Pada tanggal 4 Februari 2025, Administrasi Makanan dan Obat-obatan AS (FDA) menyetujui Emblaveo, sebuah antibiotik senyawa yang dikembangkan oleh ABBVIE, dalam kombinasi dengan metronidazole untuk pengobatan infeksi intra-abdominal kompleks (CIAI) pada orang dewasa. Persetujuan ini ditujukan untuk pasien dengan pilihan pengobatan alternatif yang terbatas atau tidak ada, terutama yang disebabkan oleh infeksi bakteri gram negatif spesifik seperti Escherichia coli, Klebsiella pneumoniae, Klebsiella pneumoniae, kompleks Enterobacter cloacae, kompleks Citrobacter freundii, dan serratia marcescens.

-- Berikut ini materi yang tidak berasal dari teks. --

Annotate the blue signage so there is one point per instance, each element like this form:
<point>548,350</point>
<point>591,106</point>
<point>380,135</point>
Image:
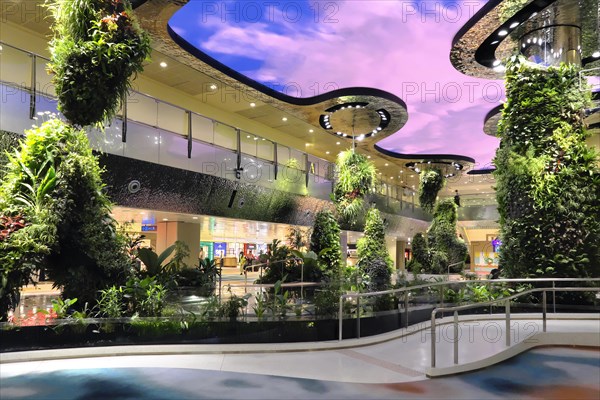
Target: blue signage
<point>220,249</point>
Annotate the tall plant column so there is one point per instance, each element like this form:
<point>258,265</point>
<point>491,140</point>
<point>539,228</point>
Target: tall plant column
<point>547,178</point>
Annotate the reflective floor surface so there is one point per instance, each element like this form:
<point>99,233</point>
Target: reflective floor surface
<point>544,373</point>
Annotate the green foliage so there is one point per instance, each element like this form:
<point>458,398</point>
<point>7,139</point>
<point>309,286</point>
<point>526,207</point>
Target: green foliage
<point>98,45</point>
<point>325,242</point>
<point>8,142</point>
<point>261,304</point>
<point>204,276</point>
<point>297,237</point>
<point>62,307</point>
<point>373,256</point>
<point>145,298</point>
<point>110,302</point>
<point>431,182</point>
<point>356,177</point>
<point>441,247</point>
<point>234,306</point>
<point>281,263</point>
<point>53,181</point>
<point>155,263</point>
<point>280,304</point>
<point>421,255</point>
<point>547,178</point>
<point>327,300</point>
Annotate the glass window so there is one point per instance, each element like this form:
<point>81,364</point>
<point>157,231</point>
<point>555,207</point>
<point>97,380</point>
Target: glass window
<point>143,142</point>
<point>225,136</point>
<point>202,128</point>
<point>173,150</point>
<point>265,149</point>
<point>248,142</point>
<point>142,109</point>
<point>16,67</point>
<point>172,119</point>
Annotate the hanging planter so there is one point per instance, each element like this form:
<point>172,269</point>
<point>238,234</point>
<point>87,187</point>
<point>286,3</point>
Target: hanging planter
<point>355,178</point>
<point>432,181</point>
<point>97,47</point>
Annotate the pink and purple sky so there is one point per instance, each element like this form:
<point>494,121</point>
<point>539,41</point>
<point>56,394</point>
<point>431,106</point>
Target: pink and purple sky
<point>305,48</point>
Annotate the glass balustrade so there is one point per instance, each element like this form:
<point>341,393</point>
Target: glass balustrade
<point>157,132</point>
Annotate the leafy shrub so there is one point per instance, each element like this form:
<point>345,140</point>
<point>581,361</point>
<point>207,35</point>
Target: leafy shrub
<point>431,182</point>
<point>373,256</point>
<point>441,247</point>
<point>548,181</point>
<point>53,181</point>
<point>325,242</point>
<point>356,177</point>
<point>110,302</point>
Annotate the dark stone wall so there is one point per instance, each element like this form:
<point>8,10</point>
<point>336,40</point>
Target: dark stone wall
<point>176,190</point>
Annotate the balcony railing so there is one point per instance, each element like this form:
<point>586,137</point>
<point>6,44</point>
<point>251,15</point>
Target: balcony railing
<point>156,131</point>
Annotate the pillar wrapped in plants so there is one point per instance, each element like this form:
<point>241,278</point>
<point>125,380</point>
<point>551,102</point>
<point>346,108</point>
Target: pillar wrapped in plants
<point>373,256</point>
<point>355,178</point>
<point>55,216</point>
<point>441,246</point>
<point>97,46</point>
<point>547,177</point>
<point>325,242</point>
<point>431,181</point>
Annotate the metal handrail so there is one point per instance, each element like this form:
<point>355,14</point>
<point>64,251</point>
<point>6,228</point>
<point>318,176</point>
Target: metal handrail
<point>407,289</point>
<point>135,92</point>
<point>35,55</point>
<point>506,301</point>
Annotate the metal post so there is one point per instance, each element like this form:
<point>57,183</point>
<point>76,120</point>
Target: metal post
<point>544,311</point>
<point>507,309</point>
<point>275,163</point>
<point>455,337</point>
<point>124,119</point>
<point>220,277</point>
<point>340,316</point>
<point>33,87</point>
<point>358,317</point>
<point>302,281</point>
<point>307,166</point>
<point>406,307</point>
<point>238,166</point>
<point>189,113</point>
<point>433,340</point>
<point>553,298</point>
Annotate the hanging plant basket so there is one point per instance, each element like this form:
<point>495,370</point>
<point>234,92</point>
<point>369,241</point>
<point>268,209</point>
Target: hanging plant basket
<point>355,178</point>
<point>97,47</point>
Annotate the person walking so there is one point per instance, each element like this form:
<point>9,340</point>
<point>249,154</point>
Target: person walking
<point>456,198</point>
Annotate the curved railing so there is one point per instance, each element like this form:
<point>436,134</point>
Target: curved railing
<point>404,293</point>
<point>506,301</point>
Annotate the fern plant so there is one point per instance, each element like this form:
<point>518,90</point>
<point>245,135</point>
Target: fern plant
<point>355,178</point>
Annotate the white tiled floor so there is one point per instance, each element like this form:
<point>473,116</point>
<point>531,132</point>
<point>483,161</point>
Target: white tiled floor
<point>402,359</point>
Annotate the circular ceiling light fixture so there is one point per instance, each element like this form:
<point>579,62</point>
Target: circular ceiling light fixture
<point>448,168</point>
<point>371,121</point>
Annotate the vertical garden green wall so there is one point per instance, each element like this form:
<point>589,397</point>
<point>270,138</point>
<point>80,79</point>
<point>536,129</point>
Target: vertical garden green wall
<point>547,178</point>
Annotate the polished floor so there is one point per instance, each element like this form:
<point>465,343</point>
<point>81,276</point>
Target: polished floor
<point>369,368</point>
<point>546,373</point>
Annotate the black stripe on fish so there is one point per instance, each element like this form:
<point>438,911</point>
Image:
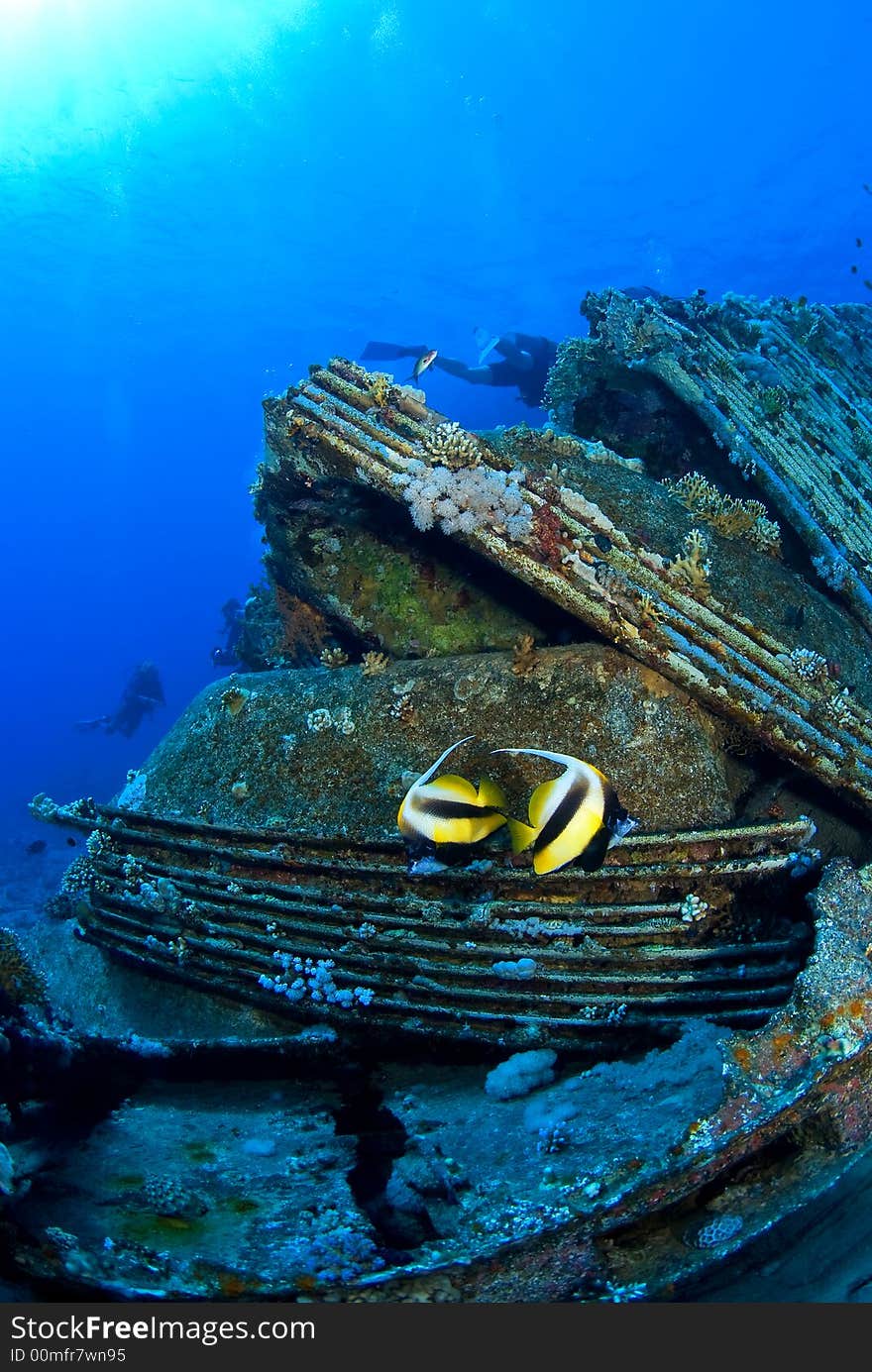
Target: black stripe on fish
<point>556,822</point>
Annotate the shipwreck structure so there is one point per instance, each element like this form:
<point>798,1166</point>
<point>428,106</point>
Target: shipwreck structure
<point>672,580</point>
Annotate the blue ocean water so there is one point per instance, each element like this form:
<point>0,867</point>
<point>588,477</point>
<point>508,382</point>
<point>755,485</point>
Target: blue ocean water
<point>198,200</point>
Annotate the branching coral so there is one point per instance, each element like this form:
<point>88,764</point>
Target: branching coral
<point>452,446</point>
<point>334,658</point>
<point>20,984</point>
<point>693,569</point>
<point>730,517</point>
<point>373,665</point>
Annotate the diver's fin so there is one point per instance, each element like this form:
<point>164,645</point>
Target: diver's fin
<point>485,343</point>
<point>376,352</point>
<point>520,834</point>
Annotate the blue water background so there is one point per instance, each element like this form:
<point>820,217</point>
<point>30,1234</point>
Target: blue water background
<point>199,199</point>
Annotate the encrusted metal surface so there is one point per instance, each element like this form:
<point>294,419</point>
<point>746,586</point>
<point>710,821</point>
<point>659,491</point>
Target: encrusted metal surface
<point>334,427</point>
<point>339,932</point>
<point>785,388</point>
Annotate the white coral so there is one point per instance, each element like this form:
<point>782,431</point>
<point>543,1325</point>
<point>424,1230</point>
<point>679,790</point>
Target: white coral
<point>460,499</point>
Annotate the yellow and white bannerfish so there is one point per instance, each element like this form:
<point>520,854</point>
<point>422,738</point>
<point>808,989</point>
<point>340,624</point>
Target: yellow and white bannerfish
<point>449,809</point>
<point>574,818</point>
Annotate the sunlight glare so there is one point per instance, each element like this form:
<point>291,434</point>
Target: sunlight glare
<point>73,71</point>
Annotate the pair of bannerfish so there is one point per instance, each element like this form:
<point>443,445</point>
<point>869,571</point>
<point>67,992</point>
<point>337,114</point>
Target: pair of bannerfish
<point>574,818</point>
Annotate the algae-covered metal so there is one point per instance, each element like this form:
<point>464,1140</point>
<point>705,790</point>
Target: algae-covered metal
<point>569,551</point>
<point>338,932</point>
<point>782,385</point>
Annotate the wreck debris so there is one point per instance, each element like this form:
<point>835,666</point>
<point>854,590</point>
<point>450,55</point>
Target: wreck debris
<point>717,655</point>
<point>427,966</point>
<point>733,366</point>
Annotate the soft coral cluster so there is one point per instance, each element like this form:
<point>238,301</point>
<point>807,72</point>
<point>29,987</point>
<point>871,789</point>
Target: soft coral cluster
<point>466,498</point>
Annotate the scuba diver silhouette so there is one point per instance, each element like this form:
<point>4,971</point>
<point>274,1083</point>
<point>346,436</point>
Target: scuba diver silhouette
<point>141,695</point>
<point>525,361</point>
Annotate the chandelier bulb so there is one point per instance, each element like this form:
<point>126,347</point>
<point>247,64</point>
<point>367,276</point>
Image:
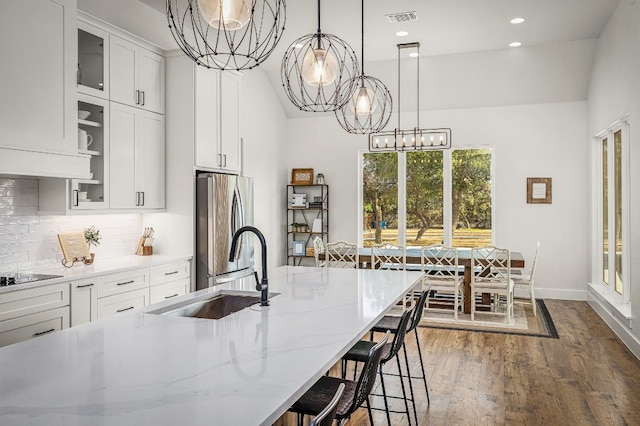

Ini adalah terapi kombinasi pertama yang disetujui di dunia dari antibiotik monosiklik dosis tetap - inhibitor laktam dan - inhibitor laktase, menandai terobosan penting dalam pengembangan obat anti infektif. Terhadap latar belakang resistensi antimikroba (AMR) yang mengancam keamanan kesehatan masyarakat global, peluncuran Emblaveo tidak hanya menyediakan dokter klinis dengan senjata baru, tetapi juga mengungkapkan jalur inovatif bagi perusahaan farmasi multinasional untuk berkolaborasi dalam memerangi superbug.
Sebagai antibiotik monosiklik - laktam, meskipun efektif terhadap bakteri negatif Gram seperti Pseudomonas aeruginosa, itu mudah dihidrolisis dan dianggap tidak efektif oleh - enzim laktam. Avibactam, sebagai penghambat generasi ketiga-laktase, dapat menghambat berbagai enzim yang resistan terhadap obat termasuk KPC dan OXA -48. Pada 2015, penelitian Pfizer mengkonfirmasi bahwa kombinasi keduanya dapat mengurangi konsentrasi penghambatan minimum (MIC) azuron terhadap bakteri penghasil enzim dengan {8-16 kali.
Percobaan fase 3 yang kritis ditinjau kembali mengadopsi desain multicenter, double-blind dan termasuk 856 pasien dengan infeksi perut yang kompleks. Hasilnya menunjukkan bahwa:
-Kure laju penyembuhan klinis dari kelompok emblave+metronidazole adalah 92,3%, secara signifikan lebih baik daripada kelompok meropenem (87,1%);
-Targeting bakteri Enterobacteriaceae yang memproduksi spektrum yang diperluas - laktamase (ESBL), laju penyembuhan meningkat sebesar 15%;
-Sejek reaksi yang merugikan sebanding dengan kelompok kontrol, dan tidak ada sinyal toksisitas hati atau ginjal yang ditemukan.
Berdasarkan data revisit, FDA telah memberikan kelayakan tinjauan prioritas kepada Emblaveo dan mengesampingkan beberapa persyaratan studi non klinis. Hanya butuh 8 bulan dari pengajuan aplikasi obat baru (NDA) untuk persetujuan, menetapkan catatan untuk kecepatan persetujuan obat anti infektif dalam lima tahun terakhir.
Desain majemuk Emblaveo memiliki inovasi ganda:
Monocyclic - lactam (azuron) dapat menembus porin membran luar bakteri gram negatif, mengikat protein pengikat penisilin (PBP), dan mengganggu sintesis dinding sel; Persiapan senyawa tradisional sering menggunakan struktur cincin ganda (seperti sefalosporin). Avibactam tidak hanya menghambat enzim AMBLER A-Class (seperti TEM dan SHV), tetapi juga efektif terhadap enzim AMPC C-Class dan enzim D-Class OXA -48, mencakup lebih dari 90% mekanisme resistansi klinis yang umum.
Kombinasi ini secara signifikan meningkatkan aktivitas antibakteri Emblaveo terhadap bakteri resistan multi-obat (MDR). Eksperimen in vitro menunjukkan bahwa MIC50 terhadap strain yang menghasilkan logam - laktase (MBL) adalah 2 μ g/mL, sedangkan karbapenem tradisional sama sekali tidak efektif.